As I said in the previous comment, "English is not a person."

Let's look at a good source: Webster:

1\. "According to the primary and natural import of words; _not figuratively_
; as, a man and his wife can not be literally one flesh." (emphasis added) No
comment required.

2\. "With close adherence to words; word by word." For this definition, the
given example helps: "So wild and ungovernable a poet can not be translated
literally. --Dryden." Clearly this definition is not the opposite of the
first.

> When you clip something - are you attaching it or cutting it off?

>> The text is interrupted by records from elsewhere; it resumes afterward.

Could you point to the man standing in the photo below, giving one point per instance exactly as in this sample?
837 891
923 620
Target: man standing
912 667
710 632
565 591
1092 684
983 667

As I said in the previous comment, there are some words that have multiple,
contradictory meanings. "Literally" is not one of them; by its nature, it
cannot be. If you disagree with me, you should argue this point rather than
cite irrelevant examples.

> The most wonderful thing about languages, from a linguistic anthropological
> view, is precisely how they change over time as the living generations shape
> and mold language to their liking.

Linguistic anthropology cannot confer wonderfulness on anything, for it merely
observes and catalogs; it does not pass judgment. My argument does not lie
within its purview.

The problem arises as a living generation loses touch with reality, and as
certain entities strive to confuse it by muddling their language. It's not
important whether "table" means "to consider" or "to not consider." It _is_
important whether "literally" still means "literally", especially in this day
and age, as the pace of change is ever increasing. As fragile, finite, foolish
humans, we desperately need solid handles on reality to cling to. Those who
would encourage us to render the word useless are doing a disservice to us
all. You would do well to not be one of them.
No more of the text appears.